Default Plone 5 robots.txt disallows all for Google. How to bulk fix to allow for all sites on same server?

merpdotcom · October 29, 2018, 11:53pm

I was recently quite concerned to see all our search listings disappear for ALL of our sites on our newish Plone 5 server. Not low rankings, completely disappear (generally #1 on Google and all other search engines for our key words). Though still #1 on the other search engines.
Was this intentional by the Plone developers to make this drastic change? Or did something else happen? We generally haven't touched the default robots.txt over all these years.
It appears that the robot.txt now defaults to disallow all for Google indexing? Is that intentional? Is there a way to change the default to be allow all (or whatever it was with Plone 4.x over the years)? Am I now going to have to manually edit the robots.txt on all of our sites? Or is there a way to do it en masse for about 40 sites simultaneously?
Thanks!

jaroel · October 30, 2018, 6:34am

The default is to allow everything: https://github.com/plone/Products.CMFPlone/blob/master/Products/CMFPlone/interfaces/controlpanel.py#L18

You can edit the value through the control panel at /@@site-controlpanel .
If that is not the robots.txt your see, then it not served by Plone. It might be a File or DTML document in the Zope or Plone root , or something like that.

yurj · October 30, 2018, 7:24am

You can configure your web server to serve whatever robots.txt you want, for example:

merpdotcom · October 30, 2018, 5:45pm

So what went awry with this installation that ALL of the sites (30+) are default disallow for robots.txt?
Editing one site through Plone, showed it was disallow (as it is for all the sites with this install for some odd reason), did show a change to allow, so it is Plone and not the web server front end. Is there a patch fix I can run to fix this in Plone so that all current and future sites will be default Allow? Or am I going to have to try the aliasing with the front end web server that Yuri suggested?
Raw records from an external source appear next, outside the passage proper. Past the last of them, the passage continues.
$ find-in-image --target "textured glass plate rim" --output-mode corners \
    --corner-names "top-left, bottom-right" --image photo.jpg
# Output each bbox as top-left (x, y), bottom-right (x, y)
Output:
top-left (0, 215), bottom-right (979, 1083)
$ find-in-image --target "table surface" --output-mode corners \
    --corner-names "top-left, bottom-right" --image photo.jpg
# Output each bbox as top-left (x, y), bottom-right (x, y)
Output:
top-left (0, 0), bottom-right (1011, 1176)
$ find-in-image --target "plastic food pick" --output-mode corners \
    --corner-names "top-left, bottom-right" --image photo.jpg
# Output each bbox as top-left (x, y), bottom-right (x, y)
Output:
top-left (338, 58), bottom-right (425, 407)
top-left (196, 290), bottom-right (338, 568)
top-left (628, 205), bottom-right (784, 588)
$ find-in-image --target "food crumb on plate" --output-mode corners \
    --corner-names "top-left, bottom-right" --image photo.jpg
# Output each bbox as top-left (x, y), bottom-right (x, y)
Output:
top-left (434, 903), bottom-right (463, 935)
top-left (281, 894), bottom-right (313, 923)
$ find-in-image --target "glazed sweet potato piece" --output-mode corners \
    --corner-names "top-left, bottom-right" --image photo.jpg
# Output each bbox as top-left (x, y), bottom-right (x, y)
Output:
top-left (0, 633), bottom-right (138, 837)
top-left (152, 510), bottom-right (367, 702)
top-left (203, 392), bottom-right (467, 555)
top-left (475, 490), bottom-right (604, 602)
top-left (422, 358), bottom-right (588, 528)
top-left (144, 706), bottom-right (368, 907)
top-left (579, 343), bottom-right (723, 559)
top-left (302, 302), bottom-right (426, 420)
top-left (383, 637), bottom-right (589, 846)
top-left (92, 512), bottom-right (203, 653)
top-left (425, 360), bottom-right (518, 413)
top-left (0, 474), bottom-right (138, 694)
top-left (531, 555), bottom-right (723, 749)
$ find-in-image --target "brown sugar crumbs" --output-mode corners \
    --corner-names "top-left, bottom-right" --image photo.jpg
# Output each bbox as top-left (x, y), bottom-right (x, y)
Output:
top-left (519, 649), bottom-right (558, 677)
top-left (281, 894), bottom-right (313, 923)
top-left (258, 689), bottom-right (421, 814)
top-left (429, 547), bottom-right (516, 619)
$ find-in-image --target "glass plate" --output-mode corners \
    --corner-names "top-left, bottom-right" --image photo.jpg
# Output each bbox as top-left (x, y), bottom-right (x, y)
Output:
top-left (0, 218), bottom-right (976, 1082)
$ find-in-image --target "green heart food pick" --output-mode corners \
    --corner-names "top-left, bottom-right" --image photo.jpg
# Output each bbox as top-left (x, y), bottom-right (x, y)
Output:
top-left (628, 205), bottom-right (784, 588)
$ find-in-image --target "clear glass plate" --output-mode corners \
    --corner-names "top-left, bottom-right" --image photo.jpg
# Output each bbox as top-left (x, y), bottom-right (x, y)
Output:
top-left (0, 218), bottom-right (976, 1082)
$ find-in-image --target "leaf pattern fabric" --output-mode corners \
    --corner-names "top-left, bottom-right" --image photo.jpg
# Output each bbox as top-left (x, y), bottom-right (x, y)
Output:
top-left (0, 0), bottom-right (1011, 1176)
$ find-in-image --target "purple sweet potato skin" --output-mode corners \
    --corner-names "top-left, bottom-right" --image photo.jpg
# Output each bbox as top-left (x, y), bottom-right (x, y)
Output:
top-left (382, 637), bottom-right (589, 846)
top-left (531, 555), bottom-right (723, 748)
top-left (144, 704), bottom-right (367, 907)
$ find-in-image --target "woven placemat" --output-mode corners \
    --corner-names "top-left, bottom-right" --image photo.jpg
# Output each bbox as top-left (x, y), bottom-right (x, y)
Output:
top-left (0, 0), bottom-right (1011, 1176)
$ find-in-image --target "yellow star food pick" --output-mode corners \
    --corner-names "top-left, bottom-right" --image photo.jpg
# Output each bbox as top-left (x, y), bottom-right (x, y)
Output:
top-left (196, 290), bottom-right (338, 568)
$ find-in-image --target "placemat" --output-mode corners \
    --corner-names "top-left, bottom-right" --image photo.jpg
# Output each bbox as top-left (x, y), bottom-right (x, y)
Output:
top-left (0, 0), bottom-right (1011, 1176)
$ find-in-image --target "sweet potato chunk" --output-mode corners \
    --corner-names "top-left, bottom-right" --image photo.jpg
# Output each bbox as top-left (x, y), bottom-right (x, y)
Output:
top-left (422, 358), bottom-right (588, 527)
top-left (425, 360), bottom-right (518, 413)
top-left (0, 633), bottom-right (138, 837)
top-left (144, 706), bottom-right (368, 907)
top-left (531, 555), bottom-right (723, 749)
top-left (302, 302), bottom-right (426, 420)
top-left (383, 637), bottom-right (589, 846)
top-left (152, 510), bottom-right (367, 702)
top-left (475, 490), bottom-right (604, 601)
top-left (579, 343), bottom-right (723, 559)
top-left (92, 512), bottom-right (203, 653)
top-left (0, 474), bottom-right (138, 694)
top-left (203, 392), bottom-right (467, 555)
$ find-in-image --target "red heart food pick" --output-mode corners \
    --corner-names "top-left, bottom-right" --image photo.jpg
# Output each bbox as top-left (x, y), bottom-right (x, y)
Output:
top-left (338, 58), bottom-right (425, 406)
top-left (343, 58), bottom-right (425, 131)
For example, I just created a new Plone site, http://132.148.245.43:8080/testrobots/ And the default robots.txt is Disallow.

Suggestions?

Plone 5.1.2.1 (5112)
CMF 2.2.12
Zope 2.13.27
Python 2.7.14 (default, Jun 26 2018, 10:14:38) [GCC 4.8.5 20150623 (Red Hat 4.8.5-28)]
PIL 5.1.0 (Pillow)

Thanks.

Rotonen · October 30, 2018, 6:09pm

I'm not parsing your issue.

http://132.148.245.43:8080/testrobots/robots.txt

Currently

Sitemap: http://132.148.245.43:8080/testrobots/sitemap.xml.gz

# Define access-restrictions for robots/spiders
# http://www.robotstxt.org/wc/norobots.html



# By default we allow robots to access all areas of our site
# already accessible to anonymous users

User-agent: *
Disallow:



# Add Googlebot-specific syntax extension to exclude forms
# that are repeated for each piece of content in the site
# the wildcard is only supported by Googlebot
# http://www.google.com/support/webmasters/bin/answer.py?answer=40367&ctx=sibling

User-Agent: Googlebot
Disallow: /*?
Disallow: /*atct_album_view$
Disallow: /*folder_factories$
Disallow: /*folder_summary_view$
Disallow: /*login_form$
Disallow: /*mail_password_form$
Disallow: /@@search
Disallow: /*search_rss$
Disallow: /*sendto_form$
Disallow: /*summary_view$
Disallow: /*thumbnail_view$
Disallow: /*view$

Everything should be allowed User-agent: * Disallow: and Googlebot is only disallowed from accessing very specific subviews, the search forms or anything with a query string Disallow: /*?.

That should work.

merpdotcom · October 30, 2018, 6:16pm

According to this person on Google forum, it is disallowing all Google:

"JoyHawkins
Gold Product Expert Gold Product Expert

6

JoyHawkins yesterday
I think I found the root of your problem: http://www.rpgtherapy.com/robots.txt

Google can't crawl your website if you disallow all crawling.

Joy Hawkins, Google My Business Product Expert
Owner of Sterling Sky and the Local Search Forum"

I manually edited http://www.rpgresearch.com/norobots.txt through Plone site control panel, to allow all, and now it is starting to show up again, while the other sites are not. But I probably have the syntax all wrong. in the former, since I generally never touch the robots.txt

I see that the older server 4.3 (which works) has a much simpler robots.txt than the Plone 5 default (which isn't working correctly for Google): http://www2.rpgresearch.com/robots.txt
Is it the "Disallow /*?" line that is killing GoogleBot in the Plone 5 setup?

Rotonen · October 30, 2018, 6:34pm

Unless you have something appending a query string to every page, or Google has a bug, it should not.